Atualmente, o projeto atua nos estados do Amapá, Bahia, Espírito Santo, Paraná, Goiás e Pará. A proposta é que seja implementado em todos os estados brasileiros até o final de 2023. Em 2021, atuou no apoio na organização da gestão da crise dos hospitais para o enfrentamento da Covid-19, ação integrada com outros projetos do PROADI-SUS, como Lean nas Emergências e Reab Pós-Covid-19 - foram mais de 80 hospitais em 25 estados e 37 tutorias realizadas.
"Quando se fala em cuidados paliativos, as pessoas acham que o paciente já está no caminho da morte e eu falo que os cuidados paliativos falam de vida. A gente tem muito o que aprender e trabalhar. Acredito demais no PROADI-SUS e sei o tanto que temos levado para a ponta da linha o aprendizado e a expertise desses hospitais, melhorando cada vez mais o atendimento dos nossos pacientes SUS, que é o nosso maior interesse e o nosso maior legado", afirma Adriana Melo Teixeira, diretora do Departamento de Atenção Hospitalar e de Urgência do Ministério da Saúde (DAHU/SAES/MS).
Como funciona e resultados do projeto
O Projeto de Cuidados Paliativos no SUS começou em 2020 com atuação no estado de São Paulo e no Distrito Federal. Sua atuação se inicia com a indicação do Ministério da Saúde e do Conselho Nacional de Secretários de Saúde (CONASS) sobre os estados selecionados para participarem e, as secretarias estaduais, por sua vez, indicam os serviços que deverão ser contemplados.
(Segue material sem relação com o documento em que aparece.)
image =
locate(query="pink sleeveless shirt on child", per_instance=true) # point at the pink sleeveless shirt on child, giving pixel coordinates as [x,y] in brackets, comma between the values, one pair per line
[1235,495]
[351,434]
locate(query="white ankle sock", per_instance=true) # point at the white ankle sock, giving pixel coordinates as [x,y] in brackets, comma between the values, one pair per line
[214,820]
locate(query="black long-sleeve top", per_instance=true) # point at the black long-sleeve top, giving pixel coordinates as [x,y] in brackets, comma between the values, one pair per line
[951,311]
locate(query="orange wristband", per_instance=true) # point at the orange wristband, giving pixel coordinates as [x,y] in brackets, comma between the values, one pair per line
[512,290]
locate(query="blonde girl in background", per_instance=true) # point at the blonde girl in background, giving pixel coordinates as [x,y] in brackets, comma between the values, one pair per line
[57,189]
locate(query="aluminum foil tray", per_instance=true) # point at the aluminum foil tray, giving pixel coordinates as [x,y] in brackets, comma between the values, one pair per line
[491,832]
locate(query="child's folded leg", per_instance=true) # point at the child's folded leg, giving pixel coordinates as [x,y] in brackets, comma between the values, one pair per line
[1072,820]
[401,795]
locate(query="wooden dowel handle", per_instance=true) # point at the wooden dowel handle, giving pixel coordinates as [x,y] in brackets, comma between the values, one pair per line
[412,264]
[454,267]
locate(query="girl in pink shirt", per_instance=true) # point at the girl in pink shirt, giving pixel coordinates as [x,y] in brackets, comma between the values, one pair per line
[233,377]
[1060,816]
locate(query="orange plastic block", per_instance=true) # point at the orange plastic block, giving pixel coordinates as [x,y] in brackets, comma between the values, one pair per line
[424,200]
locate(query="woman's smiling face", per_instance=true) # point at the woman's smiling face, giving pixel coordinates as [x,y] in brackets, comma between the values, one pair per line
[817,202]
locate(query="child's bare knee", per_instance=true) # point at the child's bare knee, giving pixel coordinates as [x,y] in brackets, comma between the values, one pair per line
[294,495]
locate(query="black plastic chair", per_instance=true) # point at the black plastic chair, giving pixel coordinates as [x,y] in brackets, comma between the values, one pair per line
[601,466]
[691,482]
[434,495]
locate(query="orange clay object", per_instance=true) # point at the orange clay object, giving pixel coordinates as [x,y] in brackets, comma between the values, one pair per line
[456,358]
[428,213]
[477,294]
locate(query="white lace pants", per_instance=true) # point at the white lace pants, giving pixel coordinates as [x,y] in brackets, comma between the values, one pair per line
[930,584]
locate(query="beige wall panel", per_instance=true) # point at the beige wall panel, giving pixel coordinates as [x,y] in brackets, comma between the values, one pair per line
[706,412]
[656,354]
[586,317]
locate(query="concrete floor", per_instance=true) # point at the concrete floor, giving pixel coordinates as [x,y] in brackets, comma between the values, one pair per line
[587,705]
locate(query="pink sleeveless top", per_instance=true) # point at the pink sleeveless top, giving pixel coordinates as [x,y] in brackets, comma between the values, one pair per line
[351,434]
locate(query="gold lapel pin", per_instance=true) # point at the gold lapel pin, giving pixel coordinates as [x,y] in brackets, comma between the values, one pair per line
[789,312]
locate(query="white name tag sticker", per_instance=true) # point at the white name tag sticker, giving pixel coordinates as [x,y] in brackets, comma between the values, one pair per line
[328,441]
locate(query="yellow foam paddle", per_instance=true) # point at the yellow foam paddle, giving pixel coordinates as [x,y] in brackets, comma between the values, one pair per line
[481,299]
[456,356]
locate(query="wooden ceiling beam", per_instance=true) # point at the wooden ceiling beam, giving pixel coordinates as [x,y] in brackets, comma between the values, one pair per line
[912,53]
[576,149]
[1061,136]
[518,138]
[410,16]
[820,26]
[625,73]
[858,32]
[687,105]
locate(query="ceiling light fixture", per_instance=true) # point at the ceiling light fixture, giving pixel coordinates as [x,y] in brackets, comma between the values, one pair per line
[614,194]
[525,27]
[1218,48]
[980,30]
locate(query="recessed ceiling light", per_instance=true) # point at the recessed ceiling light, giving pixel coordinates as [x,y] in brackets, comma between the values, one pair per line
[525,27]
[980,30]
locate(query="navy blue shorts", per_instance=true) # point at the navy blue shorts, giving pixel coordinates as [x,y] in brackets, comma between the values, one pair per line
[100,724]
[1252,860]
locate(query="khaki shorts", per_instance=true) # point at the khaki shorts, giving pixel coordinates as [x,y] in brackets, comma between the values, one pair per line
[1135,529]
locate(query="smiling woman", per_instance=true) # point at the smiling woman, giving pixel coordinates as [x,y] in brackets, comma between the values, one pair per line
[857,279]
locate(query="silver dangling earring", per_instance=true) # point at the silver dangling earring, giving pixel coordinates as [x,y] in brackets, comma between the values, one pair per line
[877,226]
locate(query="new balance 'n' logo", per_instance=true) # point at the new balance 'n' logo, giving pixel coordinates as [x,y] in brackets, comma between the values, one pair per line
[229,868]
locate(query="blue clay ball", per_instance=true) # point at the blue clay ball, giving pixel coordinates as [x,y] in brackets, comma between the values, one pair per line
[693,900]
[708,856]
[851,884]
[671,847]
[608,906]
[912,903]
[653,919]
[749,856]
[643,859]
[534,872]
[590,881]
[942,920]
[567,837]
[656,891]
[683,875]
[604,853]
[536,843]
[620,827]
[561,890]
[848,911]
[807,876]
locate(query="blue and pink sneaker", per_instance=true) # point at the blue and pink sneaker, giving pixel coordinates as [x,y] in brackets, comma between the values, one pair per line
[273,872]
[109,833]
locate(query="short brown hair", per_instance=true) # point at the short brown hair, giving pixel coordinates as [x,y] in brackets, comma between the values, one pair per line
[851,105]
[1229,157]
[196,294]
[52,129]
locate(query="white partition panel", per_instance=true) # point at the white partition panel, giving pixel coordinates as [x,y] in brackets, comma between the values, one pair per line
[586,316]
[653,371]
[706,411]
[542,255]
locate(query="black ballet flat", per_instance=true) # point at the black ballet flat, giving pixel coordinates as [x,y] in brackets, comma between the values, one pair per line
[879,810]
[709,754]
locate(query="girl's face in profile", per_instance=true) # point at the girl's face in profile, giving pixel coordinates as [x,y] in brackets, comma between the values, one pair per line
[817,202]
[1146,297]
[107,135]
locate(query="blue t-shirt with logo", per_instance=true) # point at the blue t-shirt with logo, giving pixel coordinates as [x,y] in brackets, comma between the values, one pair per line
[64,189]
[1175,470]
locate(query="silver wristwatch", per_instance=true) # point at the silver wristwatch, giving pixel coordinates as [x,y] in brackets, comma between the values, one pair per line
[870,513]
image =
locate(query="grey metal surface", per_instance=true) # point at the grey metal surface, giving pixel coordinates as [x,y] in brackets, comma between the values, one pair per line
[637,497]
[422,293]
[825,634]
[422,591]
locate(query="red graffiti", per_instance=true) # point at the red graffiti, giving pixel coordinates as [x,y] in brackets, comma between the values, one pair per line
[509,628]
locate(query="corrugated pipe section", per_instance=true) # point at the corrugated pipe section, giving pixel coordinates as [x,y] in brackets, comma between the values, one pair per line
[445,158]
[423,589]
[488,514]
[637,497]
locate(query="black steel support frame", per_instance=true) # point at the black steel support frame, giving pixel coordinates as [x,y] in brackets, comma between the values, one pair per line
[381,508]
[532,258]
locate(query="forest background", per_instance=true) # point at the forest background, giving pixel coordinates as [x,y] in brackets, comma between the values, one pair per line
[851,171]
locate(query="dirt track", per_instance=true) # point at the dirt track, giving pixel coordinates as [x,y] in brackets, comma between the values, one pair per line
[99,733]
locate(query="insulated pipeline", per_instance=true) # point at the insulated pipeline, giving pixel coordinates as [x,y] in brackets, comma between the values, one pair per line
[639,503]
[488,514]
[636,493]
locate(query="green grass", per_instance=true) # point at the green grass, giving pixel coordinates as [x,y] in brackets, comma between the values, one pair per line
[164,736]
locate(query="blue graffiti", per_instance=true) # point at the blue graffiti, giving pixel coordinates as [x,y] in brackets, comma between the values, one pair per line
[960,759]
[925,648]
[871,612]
Na sequência, é realizado um diagnóstico para compreender a demanda, estrutura dos serviços, dificuldades de cada localização para, assim, elaborar planos de ação personalizados para melhorar a prática de cuidados paliativos. Os profissionais do Sírio Libanês atuam em cada estado por ciclo, que tem duração de cerca de 10 meses.
“A fase final conta com monitoramento dos indicadores e resultados, apoiando o processo de amadurecimento para que os protocolos e novos fluxos sejam replicados para toda a equipe. Em paralelo a isso, trabalhamos a questão da sensibilização e capacitação por meio do ensino à distância com o curso Cuidados Paliativos para não paliativistas, workshops e discussões clínicas e de acompanhamento de indicadores ao longo de todo o projeto”, explica Maria Perez Soares D'Alessandro.
Só no primeiro ano de atuação, o projeto contou com mais de 300 profissionais aprovados na capacitação EAD; mais de 100 profissionais participantes dos workshops de CP; implementação de instrumentos de triagem de demandas de CP nos serviços; integração da Rede de Atenção à Saúde (RAS): implementação de cartas e registros sobre Planejamento Terapêutico visando melhor comunicação sobre CP entre os outros pontos da RAS; cuidado centrado na pessoa: 98% dos participantes referiram mudança de cuidado centrado na doença para um cuidado mais centrado na pessoa; e publicação do e-book "Repensando a saúde com a presença da Covid-19".
"Cuidados paliativos é um modo de lidar fundamentalmente com o sofrimento de alguém com uma doença que ameace a vida. Não é para quem está no fim da vida, é para quem tem risco, e quem tem risco e sofre com isso tem indicação dessa abordagem. Dessa maneira, a gente pode enxergar que CP está indicado para todos os pacientes de UTI, que têm câncer, insuficiência cardíaca, demência, uma doença grave. A gente pode usar todos os nossos conhecimentos para cuidar da pessoa como um todo", afirma Dr. Daniel Neves Forte, gerente médico de humanização e cuidados paliativos do Hospital Sírio-Libanês.